When we’re careening from one crisis to another, one of the main jobs that we have as artists is to remember that we may not have to have hope, but we have to have some curiosity. We have to have some resilience. And I think that poetry can make room for that. It can help us feel like, “Oh, right. I’m not alone in this feeling.” It’s when we despair alone that it becomes easy to think there’s no hope. Poetry allows for different ways of being: “Wait, I can feel that and that too? I can lose someone and grieve and feel really deep pain and then also feel a sense of tenderness watching a little lizard go in and out of the rosemary bush, or hearing a kind person at the grocery store ask me how I’m doing?” I think that a poet’s job is to make room for all of that and to encourage us not to be numb.
“Time is on Fire”
I meet a physicist at the party and immediately
ask him if it’s true that time doesn’t exist, time
being important to me. Even now I’m older,
time’s crypt and wish curl around me like ghost wind.

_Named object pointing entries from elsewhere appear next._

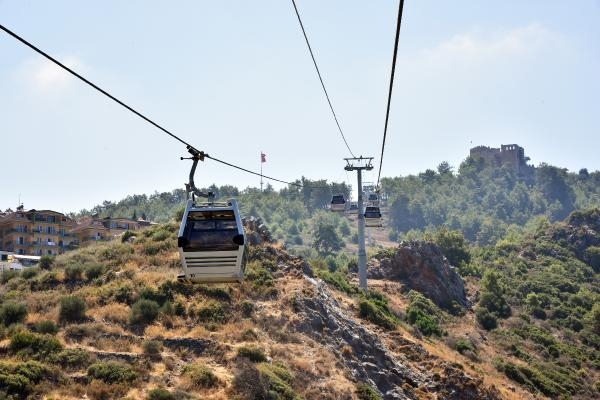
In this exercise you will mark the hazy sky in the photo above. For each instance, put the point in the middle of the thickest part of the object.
(234, 78)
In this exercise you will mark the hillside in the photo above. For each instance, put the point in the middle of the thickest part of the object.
(111, 321)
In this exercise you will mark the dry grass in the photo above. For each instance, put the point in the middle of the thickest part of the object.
(117, 313)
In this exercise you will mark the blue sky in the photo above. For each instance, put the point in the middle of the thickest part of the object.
(234, 78)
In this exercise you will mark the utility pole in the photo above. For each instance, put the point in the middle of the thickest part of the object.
(363, 163)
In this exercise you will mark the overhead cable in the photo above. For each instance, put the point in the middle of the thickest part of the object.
(55, 61)
(321, 78)
(387, 113)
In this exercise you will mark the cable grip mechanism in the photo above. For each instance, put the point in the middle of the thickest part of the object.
(190, 187)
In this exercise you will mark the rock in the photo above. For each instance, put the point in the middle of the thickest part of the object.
(370, 361)
(423, 267)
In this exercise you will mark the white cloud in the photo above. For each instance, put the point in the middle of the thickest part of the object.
(478, 48)
(44, 75)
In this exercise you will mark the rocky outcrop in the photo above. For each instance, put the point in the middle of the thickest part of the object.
(421, 266)
(360, 350)
(257, 231)
(367, 358)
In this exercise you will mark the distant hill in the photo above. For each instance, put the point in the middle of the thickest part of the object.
(111, 321)
(485, 202)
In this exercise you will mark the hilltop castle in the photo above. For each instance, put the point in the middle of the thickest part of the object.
(511, 154)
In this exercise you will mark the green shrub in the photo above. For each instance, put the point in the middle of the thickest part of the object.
(160, 394)
(370, 311)
(423, 314)
(14, 385)
(426, 324)
(93, 271)
(464, 345)
(72, 309)
(8, 275)
(152, 348)
(46, 262)
(29, 344)
(338, 280)
(200, 376)
(277, 379)
(46, 326)
(247, 308)
(143, 312)
(12, 313)
(212, 312)
(112, 372)
(33, 370)
(486, 319)
(364, 391)
(253, 354)
(125, 237)
(160, 235)
(29, 273)
(73, 272)
(72, 359)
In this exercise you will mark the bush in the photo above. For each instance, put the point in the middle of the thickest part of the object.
(34, 345)
(93, 271)
(72, 359)
(426, 324)
(160, 394)
(29, 273)
(125, 237)
(72, 309)
(12, 313)
(200, 376)
(144, 312)
(423, 314)
(46, 262)
(73, 272)
(152, 348)
(253, 354)
(375, 310)
(46, 326)
(212, 312)
(364, 391)
(112, 372)
(486, 319)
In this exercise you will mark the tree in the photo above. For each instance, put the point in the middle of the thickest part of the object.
(327, 239)
(453, 245)
(444, 168)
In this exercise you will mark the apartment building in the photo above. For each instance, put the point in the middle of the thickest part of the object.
(91, 229)
(36, 232)
(46, 232)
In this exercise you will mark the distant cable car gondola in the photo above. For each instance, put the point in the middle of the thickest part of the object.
(373, 217)
(373, 199)
(211, 238)
(338, 203)
(353, 209)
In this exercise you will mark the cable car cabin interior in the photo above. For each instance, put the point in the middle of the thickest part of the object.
(338, 203)
(373, 217)
(373, 199)
(353, 209)
(212, 242)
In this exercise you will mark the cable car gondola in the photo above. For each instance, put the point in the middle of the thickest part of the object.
(211, 237)
(373, 217)
(338, 203)
(353, 209)
(373, 199)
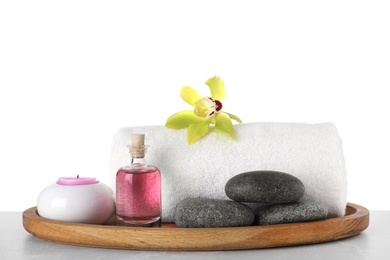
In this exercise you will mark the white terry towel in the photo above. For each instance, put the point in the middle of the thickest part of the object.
(311, 152)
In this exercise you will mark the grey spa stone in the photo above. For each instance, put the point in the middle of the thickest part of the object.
(200, 212)
(271, 187)
(290, 213)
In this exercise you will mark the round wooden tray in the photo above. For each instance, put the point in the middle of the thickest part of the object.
(169, 237)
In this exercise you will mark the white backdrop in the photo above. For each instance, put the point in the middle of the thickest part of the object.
(73, 72)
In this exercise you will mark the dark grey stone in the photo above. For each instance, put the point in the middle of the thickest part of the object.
(199, 212)
(271, 187)
(290, 213)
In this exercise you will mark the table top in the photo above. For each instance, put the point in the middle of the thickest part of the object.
(373, 243)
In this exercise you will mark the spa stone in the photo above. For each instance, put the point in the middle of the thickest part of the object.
(200, 212)
(289, 213)
(271, 187)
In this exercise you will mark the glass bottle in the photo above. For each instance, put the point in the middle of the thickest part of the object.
(138, 189)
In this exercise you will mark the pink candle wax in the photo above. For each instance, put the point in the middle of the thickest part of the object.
(72, 181)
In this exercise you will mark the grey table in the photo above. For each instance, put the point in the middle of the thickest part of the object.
(373, 243)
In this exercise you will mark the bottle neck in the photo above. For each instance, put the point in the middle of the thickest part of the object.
(138, 161)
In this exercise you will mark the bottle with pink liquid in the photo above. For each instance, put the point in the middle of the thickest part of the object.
(138, 189)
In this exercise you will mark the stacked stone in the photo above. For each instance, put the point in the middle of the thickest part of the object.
(276, 196)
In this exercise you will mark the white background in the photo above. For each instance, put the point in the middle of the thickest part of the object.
(73, 72)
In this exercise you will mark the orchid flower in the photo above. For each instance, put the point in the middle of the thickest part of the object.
(207, 114)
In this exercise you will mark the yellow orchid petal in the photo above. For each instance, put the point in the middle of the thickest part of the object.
(217, 88)
(197, 131)
(183, 119)
(234, 117)
(223, 124)
(189, 95)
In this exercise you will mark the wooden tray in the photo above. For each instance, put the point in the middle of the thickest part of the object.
(169, 237)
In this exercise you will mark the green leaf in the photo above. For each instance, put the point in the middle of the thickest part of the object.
(223, 124)
(234, 117)
(217, 88)
(183, 119)
(197, 131)
(189, 95)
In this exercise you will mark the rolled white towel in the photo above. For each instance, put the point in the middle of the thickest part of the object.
(311, 152)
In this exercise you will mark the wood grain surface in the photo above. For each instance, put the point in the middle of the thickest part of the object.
(170, 238)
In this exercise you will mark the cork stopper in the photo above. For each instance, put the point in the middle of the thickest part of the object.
(137, 149)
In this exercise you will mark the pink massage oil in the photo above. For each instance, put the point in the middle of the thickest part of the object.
(138, 189)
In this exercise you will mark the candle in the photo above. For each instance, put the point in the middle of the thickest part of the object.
(77, 199)
(71, 181)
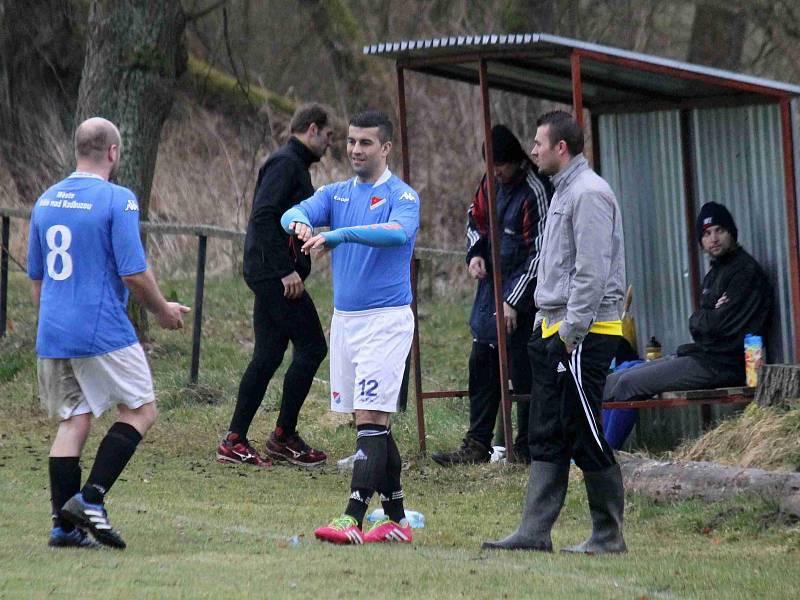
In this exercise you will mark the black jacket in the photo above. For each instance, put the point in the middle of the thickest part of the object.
(283, 181)
(521, 210)
(718, 333)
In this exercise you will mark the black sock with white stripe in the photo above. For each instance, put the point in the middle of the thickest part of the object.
(369, 469)
(392, 496)
(65, 482)
(115, 450)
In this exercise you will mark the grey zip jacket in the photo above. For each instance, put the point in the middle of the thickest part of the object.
(581, 275)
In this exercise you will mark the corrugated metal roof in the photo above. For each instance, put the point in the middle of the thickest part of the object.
(538, 64)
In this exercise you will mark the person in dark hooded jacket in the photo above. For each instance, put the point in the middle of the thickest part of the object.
(523, 196)
(736, 299)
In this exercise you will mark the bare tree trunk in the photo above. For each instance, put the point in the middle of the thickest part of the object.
(41, 55)
(717, 35)
(134, 55)
(666, 481)
(779, 386)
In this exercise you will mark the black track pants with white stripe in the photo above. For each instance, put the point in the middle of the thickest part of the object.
(565, 402)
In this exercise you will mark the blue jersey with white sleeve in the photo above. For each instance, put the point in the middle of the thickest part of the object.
(369, 271)
(84, 236)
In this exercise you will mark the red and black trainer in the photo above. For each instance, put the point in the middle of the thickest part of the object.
(234, 449)
(387, 530)
(342, 530)
(295, 451)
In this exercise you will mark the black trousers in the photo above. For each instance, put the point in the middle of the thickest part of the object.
(671, 373)
(484, 387)
(276, 322)
(565, 402)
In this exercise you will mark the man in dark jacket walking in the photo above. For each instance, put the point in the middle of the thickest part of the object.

He doesn’t answer so maybe I don’t exist. One day:
nothing. Another: mushrooms or mildew, or some
inching sprout, or some leaf gone black and dead.
Time does that. The arrow we ride into the now,
then into the future, does not pull out of the skin
backward. Or does it? The past is happening.
Pampas grass slicing the thumb before the dozer
came and cut the grass out like a cancer, my old cat
Smoke leaving dead birds on the garden posts,
the first man, the first woman, the madrone’s rust-
colored berries of fall, each second is in me. The arrow
we ride like a horse, mute and fast, retraces and races,
so that right now even as my valley burns, it rewinds
too, each black ash rubble pile pulls itself back
into a dear home, a living cat leaps into the understory,
and in the soft yellow hills, the first flame goes out.
From The Carrying © 2018 by Ada Limón. Reprinted with the permission of The Permissions Company LLC on behalf of Milkweed Editions, milkweed.org.